Todas estas cosas insinúan el fin de los tiempos y la bienaventurada consumación de los trabajos de la Iglesia.

“A esto pertenece aquello de cuando ya venía la mañana, Jesús estaba sobre la ribera, ya que la ribera es también el fin del mar y, por lo tanto, significa el fin del siglo. Lo cual también se ve en el hecho de que Pedro arrastró la red a la tierra, esto es, a la ribera; la cual el mismo Señor abrió y dio una semejanza cuando en otro lugar habló de la red tirada al mar, y la trajeron a la ribera, y para explicar qué era la ribera, dijo: así será en la consumación del siglo.

Pero estas son parábolas y no los sucesos mismos, los cuales, así como en esta ocasión indicó lo que sucedería en el futuro, así el Señor, por medio de la primera pesca quiso simbolizar la Iglesia tal cual existe ahora. La cual hizo al inicio de su predicación, mientras que esto sucedió después de su resurrección; en aquélla se pescaron peces buenos y malos a fin de significar los miembros que la Iglesia tiene actualmente; en ésta sólo los buenos que tendrá eternamente, una vez acaecida la resurrección de los muertos al fin del siglo. Finalmente, allí (en la primera pesca), el Señor no estaba en la ribera como en este caso, cuando ordenó pescar, sino que, al subir en una nave, que era la de Simón, dijo: “conduce mar adentro y lanza vuestras redes para pescar”, y lo que pescaron quedó en la nave y no llevaron la red a tierra como en este caso.

Por medio de estos signos, y otros que pudieran observarse, se simbolizó primero la Iglesia en este siglo y luego en el fin del mundo; por eso aquella fue antes y ésta después de la resurrección del Señor, ya que en la primera éramos llamados y en la segunda resucitados.
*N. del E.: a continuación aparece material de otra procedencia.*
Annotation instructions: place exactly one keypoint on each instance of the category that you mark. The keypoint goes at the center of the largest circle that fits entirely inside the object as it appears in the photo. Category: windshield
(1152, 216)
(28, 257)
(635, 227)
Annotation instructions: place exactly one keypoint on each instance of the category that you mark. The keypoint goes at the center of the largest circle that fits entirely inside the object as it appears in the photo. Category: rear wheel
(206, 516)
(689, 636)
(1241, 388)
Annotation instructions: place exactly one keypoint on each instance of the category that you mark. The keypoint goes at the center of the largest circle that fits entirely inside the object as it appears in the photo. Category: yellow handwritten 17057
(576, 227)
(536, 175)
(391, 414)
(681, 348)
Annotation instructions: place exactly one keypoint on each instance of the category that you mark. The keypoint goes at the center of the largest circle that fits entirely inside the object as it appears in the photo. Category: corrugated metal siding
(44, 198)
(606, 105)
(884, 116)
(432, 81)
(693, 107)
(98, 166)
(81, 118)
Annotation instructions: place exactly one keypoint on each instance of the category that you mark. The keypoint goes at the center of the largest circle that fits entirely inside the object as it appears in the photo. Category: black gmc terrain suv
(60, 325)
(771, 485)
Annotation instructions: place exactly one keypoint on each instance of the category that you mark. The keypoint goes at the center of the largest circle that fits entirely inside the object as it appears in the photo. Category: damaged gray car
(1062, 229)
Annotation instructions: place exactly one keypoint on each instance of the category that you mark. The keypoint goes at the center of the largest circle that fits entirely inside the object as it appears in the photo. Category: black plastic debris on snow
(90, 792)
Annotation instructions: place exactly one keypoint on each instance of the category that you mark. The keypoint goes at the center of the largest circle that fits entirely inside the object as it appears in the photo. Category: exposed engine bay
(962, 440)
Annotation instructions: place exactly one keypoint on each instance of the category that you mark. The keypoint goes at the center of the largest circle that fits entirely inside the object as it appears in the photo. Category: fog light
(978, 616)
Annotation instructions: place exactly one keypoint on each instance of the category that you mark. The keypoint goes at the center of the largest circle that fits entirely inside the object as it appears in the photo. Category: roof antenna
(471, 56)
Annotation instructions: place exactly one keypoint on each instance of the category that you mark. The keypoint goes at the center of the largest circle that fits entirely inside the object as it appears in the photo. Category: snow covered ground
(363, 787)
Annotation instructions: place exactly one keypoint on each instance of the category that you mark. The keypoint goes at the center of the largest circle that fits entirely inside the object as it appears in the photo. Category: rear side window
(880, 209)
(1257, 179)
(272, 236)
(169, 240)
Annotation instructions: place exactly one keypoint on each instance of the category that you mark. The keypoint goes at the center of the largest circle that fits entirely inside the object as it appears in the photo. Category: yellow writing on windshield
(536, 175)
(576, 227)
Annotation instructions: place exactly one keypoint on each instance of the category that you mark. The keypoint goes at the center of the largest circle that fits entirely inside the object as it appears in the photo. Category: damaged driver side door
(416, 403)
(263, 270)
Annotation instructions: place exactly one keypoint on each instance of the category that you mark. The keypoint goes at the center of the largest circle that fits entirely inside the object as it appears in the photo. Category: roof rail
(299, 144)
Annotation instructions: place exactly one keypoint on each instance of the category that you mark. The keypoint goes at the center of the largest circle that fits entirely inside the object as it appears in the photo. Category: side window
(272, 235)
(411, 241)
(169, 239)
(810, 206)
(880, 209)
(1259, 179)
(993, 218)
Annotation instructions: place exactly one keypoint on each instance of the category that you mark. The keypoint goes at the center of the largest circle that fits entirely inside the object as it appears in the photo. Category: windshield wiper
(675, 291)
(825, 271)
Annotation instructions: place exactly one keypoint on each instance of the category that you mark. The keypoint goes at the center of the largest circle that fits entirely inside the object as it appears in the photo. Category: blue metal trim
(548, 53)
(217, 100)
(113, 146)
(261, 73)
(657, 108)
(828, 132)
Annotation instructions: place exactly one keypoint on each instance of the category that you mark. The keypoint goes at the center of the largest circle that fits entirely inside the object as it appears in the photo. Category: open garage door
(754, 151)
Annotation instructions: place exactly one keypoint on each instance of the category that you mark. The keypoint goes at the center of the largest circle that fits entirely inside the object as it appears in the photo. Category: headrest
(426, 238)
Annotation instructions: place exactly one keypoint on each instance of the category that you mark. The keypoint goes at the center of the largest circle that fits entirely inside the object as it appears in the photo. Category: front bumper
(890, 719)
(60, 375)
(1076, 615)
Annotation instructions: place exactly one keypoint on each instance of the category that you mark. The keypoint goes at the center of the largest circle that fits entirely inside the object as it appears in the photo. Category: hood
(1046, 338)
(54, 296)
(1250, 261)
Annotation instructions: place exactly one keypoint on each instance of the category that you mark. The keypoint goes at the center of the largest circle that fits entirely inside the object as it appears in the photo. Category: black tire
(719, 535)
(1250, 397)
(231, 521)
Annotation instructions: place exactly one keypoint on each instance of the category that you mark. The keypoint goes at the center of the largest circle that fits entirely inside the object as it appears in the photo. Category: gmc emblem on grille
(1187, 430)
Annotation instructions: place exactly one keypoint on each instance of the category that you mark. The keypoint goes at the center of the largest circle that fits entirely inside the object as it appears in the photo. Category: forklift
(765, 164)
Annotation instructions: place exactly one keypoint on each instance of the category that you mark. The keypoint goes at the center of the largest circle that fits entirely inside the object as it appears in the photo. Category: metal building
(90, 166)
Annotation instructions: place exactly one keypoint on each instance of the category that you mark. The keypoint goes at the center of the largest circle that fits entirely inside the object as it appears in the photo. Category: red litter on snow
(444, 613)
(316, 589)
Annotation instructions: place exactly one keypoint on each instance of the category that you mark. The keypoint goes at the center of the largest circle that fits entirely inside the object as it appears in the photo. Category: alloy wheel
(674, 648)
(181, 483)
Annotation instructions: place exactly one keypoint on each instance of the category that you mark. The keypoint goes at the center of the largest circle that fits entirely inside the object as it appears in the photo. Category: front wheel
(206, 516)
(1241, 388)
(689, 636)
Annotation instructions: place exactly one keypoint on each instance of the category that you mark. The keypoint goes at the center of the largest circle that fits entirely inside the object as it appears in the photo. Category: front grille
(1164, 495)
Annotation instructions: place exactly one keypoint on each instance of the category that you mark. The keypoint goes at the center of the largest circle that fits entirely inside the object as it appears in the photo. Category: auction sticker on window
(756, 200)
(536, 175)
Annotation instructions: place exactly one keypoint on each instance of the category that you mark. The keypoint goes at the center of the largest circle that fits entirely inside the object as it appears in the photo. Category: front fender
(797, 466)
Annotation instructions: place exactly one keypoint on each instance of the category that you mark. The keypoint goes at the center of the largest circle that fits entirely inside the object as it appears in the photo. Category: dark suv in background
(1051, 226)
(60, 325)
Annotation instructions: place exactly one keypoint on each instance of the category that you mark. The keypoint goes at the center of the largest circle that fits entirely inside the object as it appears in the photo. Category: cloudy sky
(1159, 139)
Allí la red no se tira a la derecha, a fin de no significar sólo los buenos, ni a la izquierda, por los malos, sino a cualquier parte: “lanza vuestras redes para pescar”, a fin de que entendamos tanto a los buenos como a los malos. Aquí en cambio: “Echad la red, dijo, al lado derecho de la barca”, a fin de significar sólo a los buenos que han de estar a la derecha. Allí, la red estaba a punto de romperse, para simbolizar el cisma; aquí, en cambio, puesto que ningún cisma puede darse en la suma tranquilidad de los santos, el Evangelista agrega: “y a pesar de ser tantos, esto es, tan grandes, la red no se rompió”, como si tuviera en mente (el Evangelista) aquella vez en que la red no se rompió y, en comparación con aquel suceso, quiso remarcar la mayor perfección del presente caso. Allí se pescó tal multitud de peces de forma que las dos naves se sumergían; no se sumergieron, sino que amenazaban hundirse. ¿De dónde surgen en la Iglesia tantas cosas que gemimos sino del hecho de no poder contener tanta multitud que entra para sumergir la disciplina con sus costumbres completamente ajenas a la vía de los santos? Aquí, en cambio, lanzaron la red a la derecha, y ya no podían arrastrarla por la multitud de los peces.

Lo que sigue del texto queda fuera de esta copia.